五湖四海公司原审答辩称:一、五湖四海公司与高某公司签订的是委托合同,本案案由应该是委托合同纠纷而不应该定为居间合同纠纷。五湖四海公司与高某公司签订了《五湖四海集团项目商业综合顾问及招商代理委托服务合同》(以下简称“服务合同”),合同中明确约定了五湖四海公司委托高某公司提供商业综合顾问及招商代理服务。委托合同和居间合同拥有相同的合同标的,均是提供劳务,但是却有不同的法律规定,是极其相似也容易混淆的,在实践中应当根据法律规定来具体分析合同内容,从而正确认定合同的性质。《合同法》第396条关于委托合同的定义是:“委托合同是委托人和受托人约定,由受托人处理委托人事务的合同”;第424条关于居间合同的定义是:“居间合同是居间人向委托人报告订立合同的机会或者提供订立合同的机会或者提供订立合同的媒介服务,委托人支付报酬的合同”。根据法律规定,委托合同生效后,委托人有向受托人预付处理委托事务的费用或支付受托人报酬的义务,而受托人则有向委托人报告委托事务、亲自处理委托事务等义务。而居间合同中的居间人只是按照委托人的指示,为委托人报告有关可以与委托人订立合同的机会或第三人,只是在交易双方当事人之间充当“牵桥搭线”的媒介作用。《服务合同》共有两部分的内容,包括商业综合顾问服务和招商代理委托服务。合同第4.1条规定:五湖四海公司应在合同签订后向某力公司支付人民币18万元作为先期启动商业综合顾问服务费。合同第5.1.1条规定了五湖四海公司的权利:有审核高某公司提供的相关方案,提出修改意见和高某公司进行磋商……对高某公司提议的与本项目有关的所有策略及商业行为的最终决策权;合同第5.2.2条规定了高某公司的义务:应当组织外部资源为本项目提供顾问服务……提供与本项目相关的书面方案和建议。纵观合同上下文,显然《服务合同》的具体条款与法律规定的委托合同的内容相吻合,是委托合同,而不应该定为居间合同。二、委托合同中约定的付款条件不成立,五湖四海公司无需支付65万元佣金及违约金给高某公司。《服务合同》第4.2.3条约定:成功签订租赁意向书后支付佣金的50%,但是佣金不超过五湖四海公司已收客户定金的50%,完成租赁合同的签订,五湖四海公司收齐合同约定的相关款项后支付应付佣金。五湖四海公司与星美影院签订租赁合同并收取了50万元人民币的订金,随即支付了25万元代理佣金给高某公司,完全符合合同的约定。

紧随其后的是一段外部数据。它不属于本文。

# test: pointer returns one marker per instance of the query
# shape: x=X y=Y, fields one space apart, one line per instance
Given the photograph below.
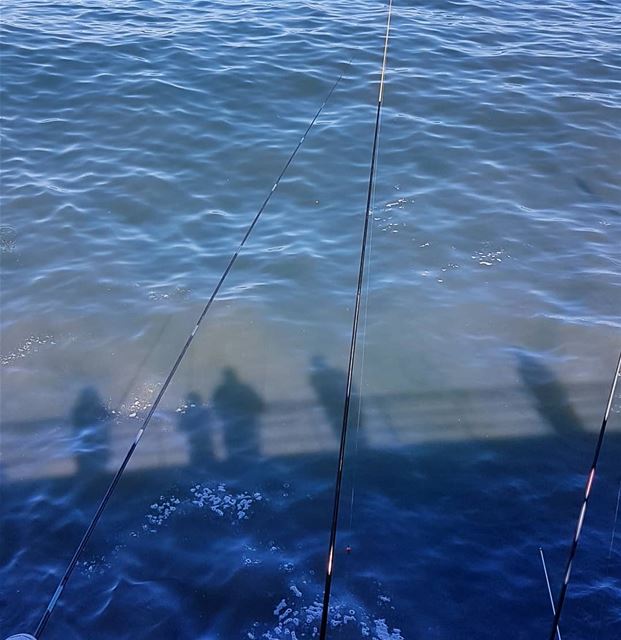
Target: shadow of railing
x=53 y=448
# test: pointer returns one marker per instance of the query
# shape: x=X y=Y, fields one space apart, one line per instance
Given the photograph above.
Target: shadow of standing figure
x=329 y=386
x=238 y=407
x=551 y=399
x=196 y=423
x=89 y=418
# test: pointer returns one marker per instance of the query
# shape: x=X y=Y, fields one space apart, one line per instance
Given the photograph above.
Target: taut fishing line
x=117 y=476
x=587 y=492
x=352 y=350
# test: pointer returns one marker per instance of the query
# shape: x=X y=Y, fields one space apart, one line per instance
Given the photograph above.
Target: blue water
x=139 y=140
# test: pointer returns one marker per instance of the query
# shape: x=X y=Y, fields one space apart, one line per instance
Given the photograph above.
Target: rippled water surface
x=139 y=140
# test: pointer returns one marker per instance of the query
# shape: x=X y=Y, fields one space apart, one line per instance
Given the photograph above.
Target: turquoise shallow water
x=139 y=139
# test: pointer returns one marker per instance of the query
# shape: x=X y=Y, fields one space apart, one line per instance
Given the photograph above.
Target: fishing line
x=352 y=349
x=545 y=573
x=365 y=315
x=587 y=492
x=117 y=476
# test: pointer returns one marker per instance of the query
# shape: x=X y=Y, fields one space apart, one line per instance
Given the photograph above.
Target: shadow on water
x=197 y=423
x=329 y=386
x=442 y=505
x=90 y=420
x=551 y=399
x=238 y=407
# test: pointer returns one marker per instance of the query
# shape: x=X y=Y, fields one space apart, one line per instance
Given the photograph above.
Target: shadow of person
x=238 y=407
x=329 y=386
x=551 y=399
x=89 y=418
x=196 y=423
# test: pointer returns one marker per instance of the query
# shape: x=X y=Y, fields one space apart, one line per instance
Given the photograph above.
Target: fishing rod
x=587 y=493
x=352 y=349
x=117 y=476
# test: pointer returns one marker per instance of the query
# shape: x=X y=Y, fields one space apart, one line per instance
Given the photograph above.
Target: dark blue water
x=139 y=139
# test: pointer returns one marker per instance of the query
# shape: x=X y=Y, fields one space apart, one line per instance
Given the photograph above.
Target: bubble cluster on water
x=488 y=258
x=222 y=503
x=162 y=511
x=8 y=236
x=28 y=346
x=297 y=620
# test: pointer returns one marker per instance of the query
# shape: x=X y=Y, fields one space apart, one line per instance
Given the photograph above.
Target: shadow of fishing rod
x=117 y=476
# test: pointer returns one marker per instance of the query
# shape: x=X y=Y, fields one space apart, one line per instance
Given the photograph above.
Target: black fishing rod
x=587 y=493
x=352 y=349
x=117 y=476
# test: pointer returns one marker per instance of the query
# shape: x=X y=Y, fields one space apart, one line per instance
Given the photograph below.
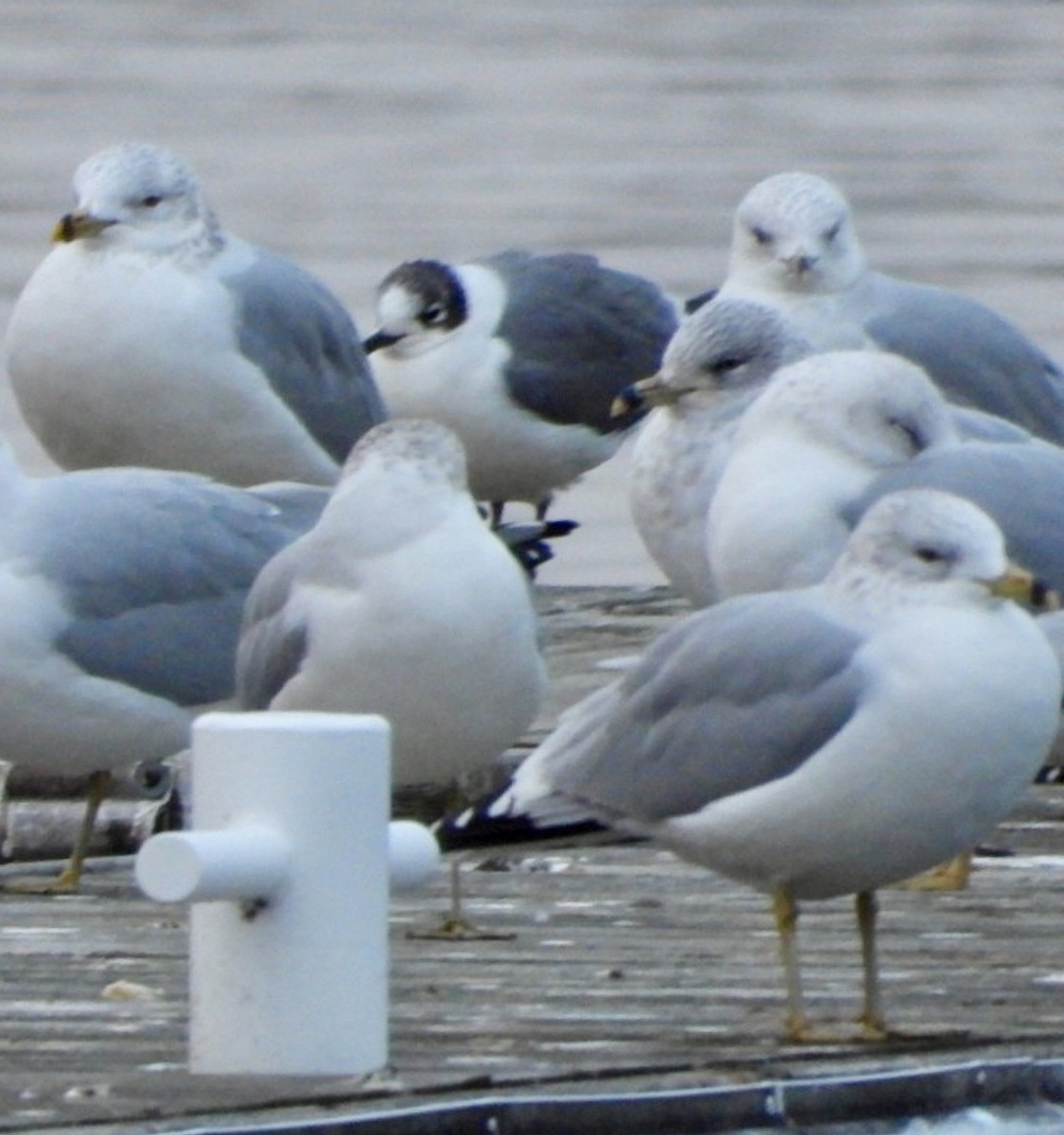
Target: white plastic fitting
x=288 y=867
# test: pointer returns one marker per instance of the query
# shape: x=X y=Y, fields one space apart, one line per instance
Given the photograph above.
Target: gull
x=834 y=432
x=400 y=602
x=794 y=247
x=521 y=356
x=149 y=336
x=829 y=741
x=718 y=362
x=123 y=596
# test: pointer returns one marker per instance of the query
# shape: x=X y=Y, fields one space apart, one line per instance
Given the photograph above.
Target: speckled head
x=800 y=228
x=138 y=187
x=430 y=448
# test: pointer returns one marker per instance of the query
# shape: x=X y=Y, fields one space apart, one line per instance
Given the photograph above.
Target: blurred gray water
x=352 y=135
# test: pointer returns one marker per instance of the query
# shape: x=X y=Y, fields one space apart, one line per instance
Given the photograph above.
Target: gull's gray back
x=733 y=697
x=306 y=344
x=154 y=570
x=580 y=333
x=974 y=356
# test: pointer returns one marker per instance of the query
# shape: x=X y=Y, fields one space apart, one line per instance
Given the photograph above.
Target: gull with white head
x=835 y=431
x=123 y=593
x=795 y=248
x=151 y=336
x=829 y=741
x=713 y=367
x=400 y=602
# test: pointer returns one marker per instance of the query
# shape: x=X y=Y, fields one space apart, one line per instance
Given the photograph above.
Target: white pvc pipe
x=295 y=983
x=248 y=864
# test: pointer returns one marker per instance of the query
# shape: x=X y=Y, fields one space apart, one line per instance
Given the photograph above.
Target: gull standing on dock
x=829 y=741
x=795 y=248
x=522 y=357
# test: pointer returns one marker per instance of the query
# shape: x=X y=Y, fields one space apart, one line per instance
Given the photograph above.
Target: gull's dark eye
x=724 y=366
x=912 y=435
x=432 y=315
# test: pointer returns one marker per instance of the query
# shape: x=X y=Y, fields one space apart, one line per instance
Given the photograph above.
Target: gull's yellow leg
x=951 y=875
x=871 y=1020
x=69 y=879
x=785 y=914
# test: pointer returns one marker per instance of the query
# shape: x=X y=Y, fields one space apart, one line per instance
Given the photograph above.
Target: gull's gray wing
x=273 y=640
x=1020 y=485
x=153 y=570
x=293 y=328
x=973 y=355
x=580 y=333
x=730 y=698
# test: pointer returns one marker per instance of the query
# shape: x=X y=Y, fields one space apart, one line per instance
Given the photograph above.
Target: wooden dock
x=627 y=970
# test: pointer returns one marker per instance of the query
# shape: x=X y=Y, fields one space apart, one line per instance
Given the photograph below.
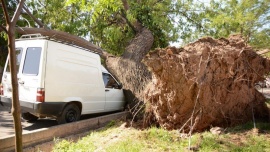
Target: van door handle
x=21 y=82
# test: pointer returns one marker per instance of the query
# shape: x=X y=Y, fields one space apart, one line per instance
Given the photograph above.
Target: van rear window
x=32 y=61
x=18 y=59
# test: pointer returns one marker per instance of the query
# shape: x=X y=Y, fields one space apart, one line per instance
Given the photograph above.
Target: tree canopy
x=109 y=25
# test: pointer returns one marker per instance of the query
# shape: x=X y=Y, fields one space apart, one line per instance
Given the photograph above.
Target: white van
x=60 y=81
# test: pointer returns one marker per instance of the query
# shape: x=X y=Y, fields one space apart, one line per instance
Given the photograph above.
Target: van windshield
x=18 y=60
x=32 y=61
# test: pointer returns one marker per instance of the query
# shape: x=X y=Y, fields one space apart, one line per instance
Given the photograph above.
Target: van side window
x=109 y=81
x=32 y=61
x=18 y=60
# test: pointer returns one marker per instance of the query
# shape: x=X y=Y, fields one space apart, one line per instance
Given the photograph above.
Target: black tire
x=71 y=113
x=29 y=117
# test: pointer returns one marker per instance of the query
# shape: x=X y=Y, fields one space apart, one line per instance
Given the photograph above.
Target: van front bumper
x=40 y=109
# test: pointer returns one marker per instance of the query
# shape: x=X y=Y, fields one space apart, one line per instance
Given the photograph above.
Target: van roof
x=103 y=69
x=39 y=36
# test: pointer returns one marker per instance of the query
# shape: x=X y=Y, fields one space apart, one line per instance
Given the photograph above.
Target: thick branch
x=4 y=6
x=65 y=37
x=127 y=21
x=17 y=13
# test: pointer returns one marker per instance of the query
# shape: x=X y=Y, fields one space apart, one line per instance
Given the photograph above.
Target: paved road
x=6 y=122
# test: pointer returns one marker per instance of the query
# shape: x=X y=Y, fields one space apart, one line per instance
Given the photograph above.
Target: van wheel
x=71 y=113
x=29 y=117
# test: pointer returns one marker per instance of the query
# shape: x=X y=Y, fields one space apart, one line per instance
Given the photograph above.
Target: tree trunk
x=16 y=109
x=130 y=70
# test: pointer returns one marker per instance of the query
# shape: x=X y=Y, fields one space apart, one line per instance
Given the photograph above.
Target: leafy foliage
x=113 y=26
x=247 y=17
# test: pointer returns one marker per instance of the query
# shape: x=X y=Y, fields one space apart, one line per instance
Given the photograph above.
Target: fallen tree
x=206 y=83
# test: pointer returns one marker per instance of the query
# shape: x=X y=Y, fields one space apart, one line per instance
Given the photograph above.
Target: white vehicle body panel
x=67 y=73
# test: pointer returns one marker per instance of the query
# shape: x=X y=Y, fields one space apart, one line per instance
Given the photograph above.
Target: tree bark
x=16 y=109
x=130 y=70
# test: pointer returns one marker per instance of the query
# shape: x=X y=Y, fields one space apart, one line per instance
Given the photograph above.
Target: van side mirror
x=120 y=86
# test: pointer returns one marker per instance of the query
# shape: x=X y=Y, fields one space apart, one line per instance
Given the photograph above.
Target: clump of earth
x=208 y=83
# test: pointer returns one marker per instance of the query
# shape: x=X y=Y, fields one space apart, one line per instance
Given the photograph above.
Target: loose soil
x=208 y=83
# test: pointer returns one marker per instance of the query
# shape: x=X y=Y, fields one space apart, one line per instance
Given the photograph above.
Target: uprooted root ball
x=206 y=83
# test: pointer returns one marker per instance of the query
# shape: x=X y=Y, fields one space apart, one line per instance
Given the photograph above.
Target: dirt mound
x=206 y=83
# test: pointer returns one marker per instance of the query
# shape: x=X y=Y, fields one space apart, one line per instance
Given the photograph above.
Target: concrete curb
x=48 y=134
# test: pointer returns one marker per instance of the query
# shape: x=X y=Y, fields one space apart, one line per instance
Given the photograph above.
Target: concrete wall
x=49 y=134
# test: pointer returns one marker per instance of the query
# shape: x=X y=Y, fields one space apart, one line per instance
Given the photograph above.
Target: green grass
x=116 y=138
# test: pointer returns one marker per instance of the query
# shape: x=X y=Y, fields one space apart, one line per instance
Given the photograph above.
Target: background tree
x=251 y=18
x=10 y=30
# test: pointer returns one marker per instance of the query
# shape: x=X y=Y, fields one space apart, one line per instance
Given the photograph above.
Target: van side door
x=114 y=93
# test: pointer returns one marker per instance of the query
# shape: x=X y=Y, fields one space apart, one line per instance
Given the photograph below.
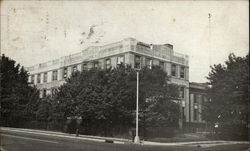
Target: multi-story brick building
x=197 y=97
x=50 y=75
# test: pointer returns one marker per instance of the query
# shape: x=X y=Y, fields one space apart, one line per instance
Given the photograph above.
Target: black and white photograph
x=124 y=75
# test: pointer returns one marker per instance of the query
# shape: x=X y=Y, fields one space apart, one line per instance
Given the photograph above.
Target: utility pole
x=137 y=139
x=209 y=37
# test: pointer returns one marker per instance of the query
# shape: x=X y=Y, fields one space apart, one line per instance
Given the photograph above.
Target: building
x=50 y=75
x=197 y=96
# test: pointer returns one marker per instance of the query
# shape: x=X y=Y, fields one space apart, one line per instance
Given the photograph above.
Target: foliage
x=106 y=98
x=18 y=99
x=229 y=93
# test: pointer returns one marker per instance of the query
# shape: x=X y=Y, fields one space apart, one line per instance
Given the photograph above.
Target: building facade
x=197 y=97
x=50 y=75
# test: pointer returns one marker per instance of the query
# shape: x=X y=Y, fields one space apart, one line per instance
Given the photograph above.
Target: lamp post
x=137 y=139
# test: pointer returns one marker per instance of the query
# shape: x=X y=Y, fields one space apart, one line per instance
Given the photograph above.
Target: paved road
x=14 y=141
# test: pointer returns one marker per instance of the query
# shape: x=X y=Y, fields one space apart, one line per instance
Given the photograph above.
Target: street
x=12 y=141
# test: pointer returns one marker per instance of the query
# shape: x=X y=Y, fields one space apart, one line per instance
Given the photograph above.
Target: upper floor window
x=120 y=59
x=44 y=93
x=182 y=92
x=195 y=114
x=45 y=77
x=195 y=98
x=149 y=63
x=108 y=63
x=182 y=72
x=137 y=62
x=74 y=68
x=54 y=75
x=53 y=91
x=84 y=66
x=39 y=78
x=65 y=73
x=173 y=70
x=32 y=79
x=161 y=65
x=96 y=64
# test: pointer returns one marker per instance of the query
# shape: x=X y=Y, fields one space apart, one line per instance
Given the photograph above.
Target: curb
x=114 y=140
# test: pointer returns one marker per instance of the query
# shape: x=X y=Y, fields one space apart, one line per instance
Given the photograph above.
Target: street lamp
x=137 y=139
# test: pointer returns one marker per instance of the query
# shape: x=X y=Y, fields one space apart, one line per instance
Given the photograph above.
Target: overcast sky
x=38 y=31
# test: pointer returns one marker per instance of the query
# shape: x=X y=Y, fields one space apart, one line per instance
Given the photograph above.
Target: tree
x=18 y=99
x=229 y=95
x=106 y=98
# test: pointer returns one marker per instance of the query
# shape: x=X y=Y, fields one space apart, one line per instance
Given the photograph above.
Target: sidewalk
x=115 y=140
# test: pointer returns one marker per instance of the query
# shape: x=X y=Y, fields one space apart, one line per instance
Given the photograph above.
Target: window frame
x=118 y=60
x=54 y=75
x=45 y=77
x=38 y=78
x=65 y=73
x=136 y=63
x=175 y=66
x=108 y=63
x=182 y=72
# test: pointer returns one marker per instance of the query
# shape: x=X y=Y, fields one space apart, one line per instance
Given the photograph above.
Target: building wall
x=128 y=48
x=197 y=98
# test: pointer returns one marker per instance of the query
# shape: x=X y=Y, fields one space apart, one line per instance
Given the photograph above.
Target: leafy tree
x=106 y=98
x=229 y=96
x=18 y=99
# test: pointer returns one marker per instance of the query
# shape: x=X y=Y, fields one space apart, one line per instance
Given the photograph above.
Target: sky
x=33 y=32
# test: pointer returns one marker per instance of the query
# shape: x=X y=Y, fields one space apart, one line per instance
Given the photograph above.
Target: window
x=108 y=63
x=120 y=60
x=173 y=70
x=149 y=63
x=32 y=79
x=65 y=73
x=84 y=66
x=195 y=99
x=182 y=72
x=137 y=62
x=39 y=78
x=44 y=93
x=74 y=68
x=195 y=114
x=45 y=77
x=53 y=91
x=54 y=75
x=96 y=64
x=182 y=92
x=162 y=65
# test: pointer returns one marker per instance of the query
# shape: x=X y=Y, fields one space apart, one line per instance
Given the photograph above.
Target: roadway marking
x=34 y=139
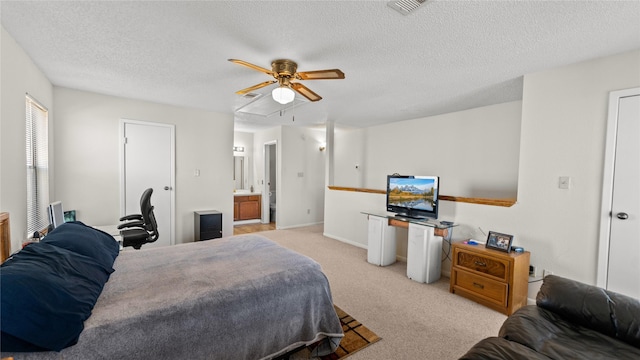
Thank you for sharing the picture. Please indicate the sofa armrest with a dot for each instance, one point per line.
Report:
(607, 312)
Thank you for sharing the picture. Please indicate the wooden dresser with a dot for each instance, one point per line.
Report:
(493, 278)
(246, 207)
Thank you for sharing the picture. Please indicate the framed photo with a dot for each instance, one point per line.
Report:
(498, 241)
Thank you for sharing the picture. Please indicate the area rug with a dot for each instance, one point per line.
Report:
(356, 337)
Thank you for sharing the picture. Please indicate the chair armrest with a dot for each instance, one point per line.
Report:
(130, 224)
(131, 217)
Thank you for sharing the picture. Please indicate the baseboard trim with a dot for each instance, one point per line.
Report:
(297, 226)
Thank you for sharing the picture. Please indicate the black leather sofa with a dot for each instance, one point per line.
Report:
(570, 320)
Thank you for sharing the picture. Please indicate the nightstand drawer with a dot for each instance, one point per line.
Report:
(486, 265)
(489, 289)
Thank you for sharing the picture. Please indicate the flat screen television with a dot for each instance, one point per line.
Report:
(56, 214)
(413, 196)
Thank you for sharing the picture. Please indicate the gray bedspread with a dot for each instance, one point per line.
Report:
(242, 297)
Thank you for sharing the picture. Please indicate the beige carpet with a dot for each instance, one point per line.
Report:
(414, 320)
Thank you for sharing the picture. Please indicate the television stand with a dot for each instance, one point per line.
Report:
(424, 244)
(409, 217)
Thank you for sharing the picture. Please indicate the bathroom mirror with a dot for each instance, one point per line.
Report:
(239, 172)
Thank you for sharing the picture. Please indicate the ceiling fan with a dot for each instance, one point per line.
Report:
(283, 71)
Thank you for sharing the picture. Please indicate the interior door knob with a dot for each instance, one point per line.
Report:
(622, 216)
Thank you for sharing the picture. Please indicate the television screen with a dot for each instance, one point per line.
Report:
(413, 196)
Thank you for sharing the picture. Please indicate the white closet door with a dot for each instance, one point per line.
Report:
(624, 244)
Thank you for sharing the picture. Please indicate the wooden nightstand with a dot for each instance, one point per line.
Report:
(493, 278)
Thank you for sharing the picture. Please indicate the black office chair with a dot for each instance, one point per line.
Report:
(140, 229)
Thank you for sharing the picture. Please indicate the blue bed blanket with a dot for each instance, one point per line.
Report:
(48, 289)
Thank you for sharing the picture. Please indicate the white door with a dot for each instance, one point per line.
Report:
(623, 274)
(148, 162)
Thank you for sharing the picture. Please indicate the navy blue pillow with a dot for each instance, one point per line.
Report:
(85, 240)
(49, 290)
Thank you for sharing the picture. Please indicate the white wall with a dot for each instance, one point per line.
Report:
(564, 117)
(562, 133)
(87, 157)
(19, 76)
(475, 152)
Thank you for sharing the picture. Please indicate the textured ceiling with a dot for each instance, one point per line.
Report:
(446, 56)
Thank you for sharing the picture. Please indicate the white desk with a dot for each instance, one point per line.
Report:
(424, 244)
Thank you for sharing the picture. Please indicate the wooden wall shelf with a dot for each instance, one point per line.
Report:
(481, 201)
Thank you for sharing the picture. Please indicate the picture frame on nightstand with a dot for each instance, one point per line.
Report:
(499, 241)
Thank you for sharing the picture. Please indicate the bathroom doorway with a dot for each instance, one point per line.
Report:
(269, 200)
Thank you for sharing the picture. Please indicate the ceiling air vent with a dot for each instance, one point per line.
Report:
(405, 7)
(251, 95)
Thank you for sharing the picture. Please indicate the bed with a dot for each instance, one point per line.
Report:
(241, 297)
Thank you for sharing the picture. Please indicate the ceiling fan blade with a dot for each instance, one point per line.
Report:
(306, 92)
(320, 74)
(251, 66)
(255, 87)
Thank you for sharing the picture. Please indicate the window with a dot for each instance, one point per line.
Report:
(37, 136)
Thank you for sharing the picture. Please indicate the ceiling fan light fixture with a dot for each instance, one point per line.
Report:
(283, 95)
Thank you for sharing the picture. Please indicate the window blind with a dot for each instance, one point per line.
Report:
(37, 151)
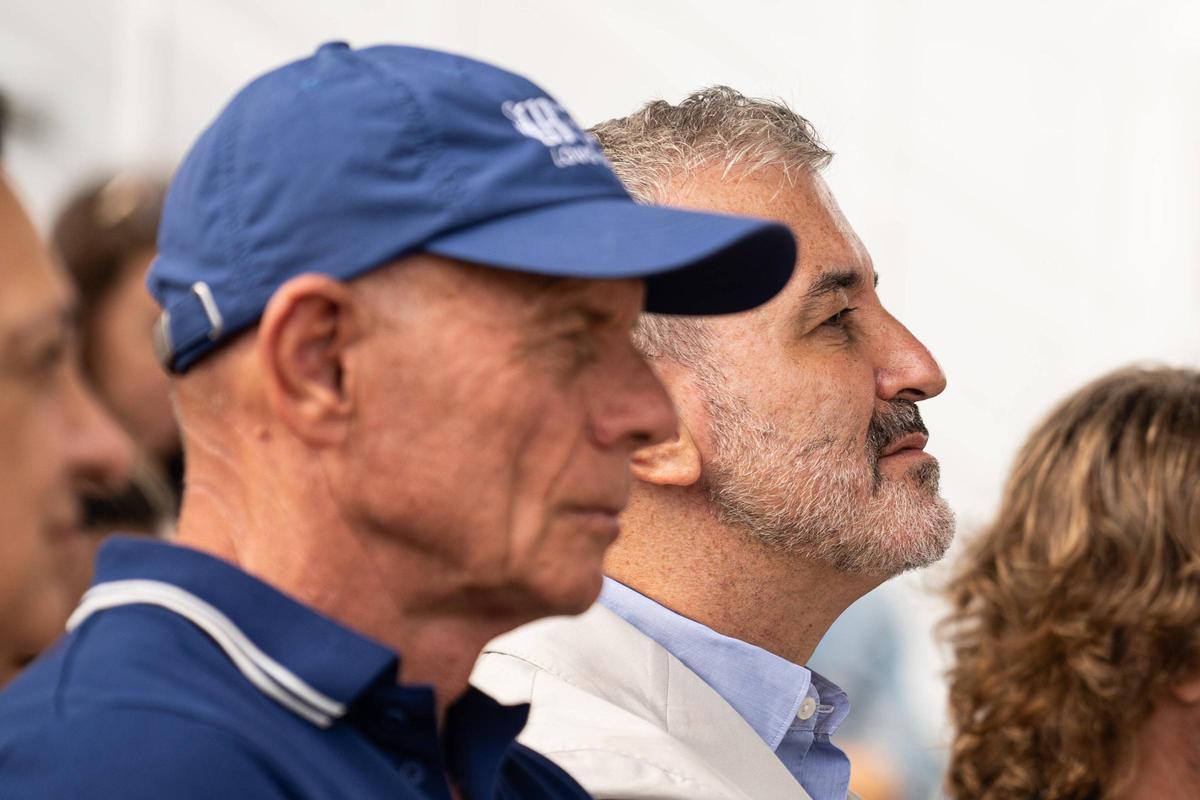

之后五湖四海公司与星美影院解除了租赁关系,并退还了50万的订金,还另支付了52250元补偿金给星美影院(证据三),也就意味着五湖四海公司再没有相关款项可以收取,《服务合同》第4.2.3条约定的后续佣金的付款条件不成立,因而根据合同约定不需要继续支付佣金给高某公司。从公平原则的角度来看,高某公司为五湖四海公司提供招商代理委托服务,结果仅招商来星美影院这唯一的客户,不仅与其在合同中承诺的大型招商内容完全不相符合,而且高某公司作为受托人根本没有尽到完善的代理人义务,其在完全了解五湖四海公司的项目现状情况的基础上,明知五湖四海公司与星美影院并不具有合作基础,却没有尽到应有的风险提示义务,而是一味仓促地促成五湖四海公司与星美影院的定约。五湖四海公司虽然与星美影院订立了合约,但是随后双方发现不具备合作的基础,于是解约。五湖四海公司不仅没有获得任何收益,还遭受了巨大损失。未完全履行代理人义务的高某公司在收取了共计123万元人民币的服务费和佣金(证据二)之后,还要求五湖四海公司继续支付65万元的代理佣金,是明显没有任何依据的,完全违背了公平原则,是错误的。三、高某公司并没有履行合同约定的招商义务,已构成违约,应当将五湖四海公司先期支付的及后期按月支付的综合服务费98万元全数退还。《服务合同》第5.2.2.1条规定:高某公司应当在收到甲方支付的顾问费之日起7日内开展顾问服务工作;第5.2.2.3条规定:高某公司选定1000个适合的商家,在服务期内每月介绍不少于60个商家……三个月内完成不少于三家主力商家的招商意向;第6.1条规定:若高某公司违反第5.2.2.3条规定,视为违约,五湖四海公司无需按照本合同规定支付违约期间的商业综合服务费。根据银行汇款凭证显示,五湖四海公司已于2012年5月25日将先期启动服务费18万元支付给高某公司,随后也按时将第一期至第十期的服务费共80万元支付给高某公司。但是高某公司在整个合同存续期间(2012年5月22日至2013年5月21日止)对上述第5.2.2.3条规定的义务绝大部分都没有履行,更没有给五湖四海公司带来任何利益,懈怠代理招商还给五湖四海公司造成巨额损失,已构成根本违约,五湖四海公司有权根据第6.1条规定要求高某公司返还所有已支付给高某公司的综合服务费共人民币98万元。综上,高某公司并没有完成委托事务,合同中约定的付款条件不成立,五湖四海公司无需支付65万元佣金及违约金给高某公司。高某公司绝大部分没有履行合同约定的招商义务,构成根本违约,应退还商业服务费共计98万人民币给五湖四海公司,请法庭驳回高某公司的全部诉讼请求。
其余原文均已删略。